The situation that prevented millions of people from accessing Skype's Internet telephony service late last week was a "perfect storm" and should not reoccur, the company said Tuesday.

The company initially attributed the problem, which began on Aug. 16, to the near-simultaneous rebooting of millions of computers, as Skype users running the Windows operating system attempted to reconnect to the service after downloading a series of routine software patches from Microsoft's Windows Update service.

Skype's service relies on some of its users' computers to act as "supernodes," routing traffic for other, less well-connected, users. But as Skype customers tried to reconnect, many of those supernodes were themselves in the process of rebooting. The remaining supernodes were soon overwhelmed because a bug in the company's software did not efficiently allocate the network resources available.

Users were sceptical of this explanation, because Microsoft regularly issues patches that may cause Windows computers to reboot, and this has not caused problems for Skype before. Microsoft releases software updates on the second Tuesday of each month, a day known to systems administrators as "patch Tuesday."

Skype spokesman Villu Arak offered a more detailed explanation of Skype's outage on Tuesday: Last week's problems were the result of a "perfect storm" of exceptionally high traffic through the service at the same time as the Windows Update process led to a shortage of supernodes in the service's peer-to-peer network.

The company did not offer an explanation for the high traffic, but accepted full responsibility for the software problem.

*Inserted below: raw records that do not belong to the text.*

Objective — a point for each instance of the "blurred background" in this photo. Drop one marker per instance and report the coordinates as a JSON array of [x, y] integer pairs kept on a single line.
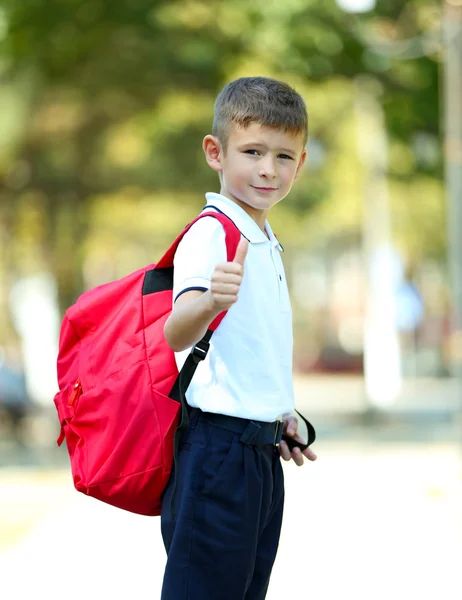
[[103, 108]]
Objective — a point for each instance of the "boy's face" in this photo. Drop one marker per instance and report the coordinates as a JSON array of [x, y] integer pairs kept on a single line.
[[259, 167]]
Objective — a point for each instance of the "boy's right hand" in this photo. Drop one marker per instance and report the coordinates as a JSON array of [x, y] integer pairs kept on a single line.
[[227, 279]]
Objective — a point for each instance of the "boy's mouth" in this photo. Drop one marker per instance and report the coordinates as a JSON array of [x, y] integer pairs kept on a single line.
[[264, 189]]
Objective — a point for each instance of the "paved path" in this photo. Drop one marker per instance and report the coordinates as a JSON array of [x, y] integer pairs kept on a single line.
[[365, 522]]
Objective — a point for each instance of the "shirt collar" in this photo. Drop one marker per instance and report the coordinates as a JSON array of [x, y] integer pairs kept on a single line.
[[242, 220]]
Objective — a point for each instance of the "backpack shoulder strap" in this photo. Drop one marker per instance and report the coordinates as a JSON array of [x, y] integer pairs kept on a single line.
[[232, 238]]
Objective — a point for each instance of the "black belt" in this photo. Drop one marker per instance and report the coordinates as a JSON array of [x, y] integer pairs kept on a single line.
[[253, 433]]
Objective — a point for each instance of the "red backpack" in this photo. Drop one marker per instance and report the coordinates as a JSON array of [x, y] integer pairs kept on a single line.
[[121, 396]]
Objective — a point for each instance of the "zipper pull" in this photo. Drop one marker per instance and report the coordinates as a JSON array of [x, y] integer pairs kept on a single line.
[[76, 392]]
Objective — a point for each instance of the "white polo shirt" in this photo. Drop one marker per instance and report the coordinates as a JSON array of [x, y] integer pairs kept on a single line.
[[248, 370]]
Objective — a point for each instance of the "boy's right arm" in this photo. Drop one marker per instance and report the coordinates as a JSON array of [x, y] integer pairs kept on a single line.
[[194, 310]]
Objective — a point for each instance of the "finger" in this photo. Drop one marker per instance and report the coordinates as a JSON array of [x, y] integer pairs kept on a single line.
[[241, 251], [221, 276], [227, 269], [291, 426], [297, 457], [310, 455], [229, 289]]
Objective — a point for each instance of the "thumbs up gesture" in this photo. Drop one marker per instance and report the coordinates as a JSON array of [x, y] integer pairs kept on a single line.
[[227, 279]]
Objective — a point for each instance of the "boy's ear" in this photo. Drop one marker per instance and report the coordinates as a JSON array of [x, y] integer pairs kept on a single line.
[[212, 150], [301, 163]]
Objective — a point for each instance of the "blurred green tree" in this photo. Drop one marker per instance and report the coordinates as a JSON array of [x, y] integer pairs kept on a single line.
[[108, 102]]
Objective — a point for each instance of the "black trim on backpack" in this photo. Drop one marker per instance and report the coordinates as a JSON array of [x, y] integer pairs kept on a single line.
[[199, 289], [222, 213], [178, 393], [158, 280]]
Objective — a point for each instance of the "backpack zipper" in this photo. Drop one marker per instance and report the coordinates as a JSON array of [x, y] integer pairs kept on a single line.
[[76, 393]]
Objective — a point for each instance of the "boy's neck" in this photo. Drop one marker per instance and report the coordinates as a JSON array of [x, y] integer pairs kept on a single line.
[[259, 216]]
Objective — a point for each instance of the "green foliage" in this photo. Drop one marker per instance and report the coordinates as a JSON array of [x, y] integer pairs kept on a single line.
[[108, 103]]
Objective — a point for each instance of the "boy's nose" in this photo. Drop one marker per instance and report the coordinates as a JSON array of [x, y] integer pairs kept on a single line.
[[268, 168]]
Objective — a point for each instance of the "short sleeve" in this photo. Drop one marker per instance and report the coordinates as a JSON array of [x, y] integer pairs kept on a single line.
[[200, 250]]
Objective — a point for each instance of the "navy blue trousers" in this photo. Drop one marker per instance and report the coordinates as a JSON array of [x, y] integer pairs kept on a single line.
[[222, 543]]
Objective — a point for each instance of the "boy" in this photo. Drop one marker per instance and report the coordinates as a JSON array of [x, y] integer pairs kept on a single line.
[[222, 542]]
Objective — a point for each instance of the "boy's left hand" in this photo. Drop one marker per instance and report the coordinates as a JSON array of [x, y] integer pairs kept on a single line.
[[290, 429]]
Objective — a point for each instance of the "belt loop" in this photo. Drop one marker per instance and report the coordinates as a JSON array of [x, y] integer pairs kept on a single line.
[[250, 433], [278, 432], [194, 414]]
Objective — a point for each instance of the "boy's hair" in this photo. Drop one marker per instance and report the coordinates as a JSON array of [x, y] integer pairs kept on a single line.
[[262, 100]]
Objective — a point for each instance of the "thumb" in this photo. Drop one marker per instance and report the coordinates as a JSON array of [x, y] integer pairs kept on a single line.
[[241, 251]]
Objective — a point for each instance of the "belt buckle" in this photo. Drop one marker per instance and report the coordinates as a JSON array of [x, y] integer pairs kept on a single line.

"Skype and Microsoft engineers went through the list of patches that had been pushed out," Arak wrote. "We ruled each one out as a possible cause for Skype’s problems. We also walked through the standard Windows Update process to understand it better and to ensure that nothing in the process had changed from the past (and nothing had)."

The catastrophic effect on Skype's service was entirely Skype's fault, a result of its software being unable to deal with simultaneous high load and supernode rebooting, according to Arak.

On Aug. 17, the day after the problems began, Skype released a new version of its software client for Windows to correct the problem. That update should behave better the next time high traffic coincides with a scarcity of supernodes, he said.

Skype had updated versions of its software client for Windows, Mac, and Linux since July's patch Tuesday and before last week's outage, but the changes made in those updates were not responsible for the problem, according to company spokeswoman Imogen Bailey.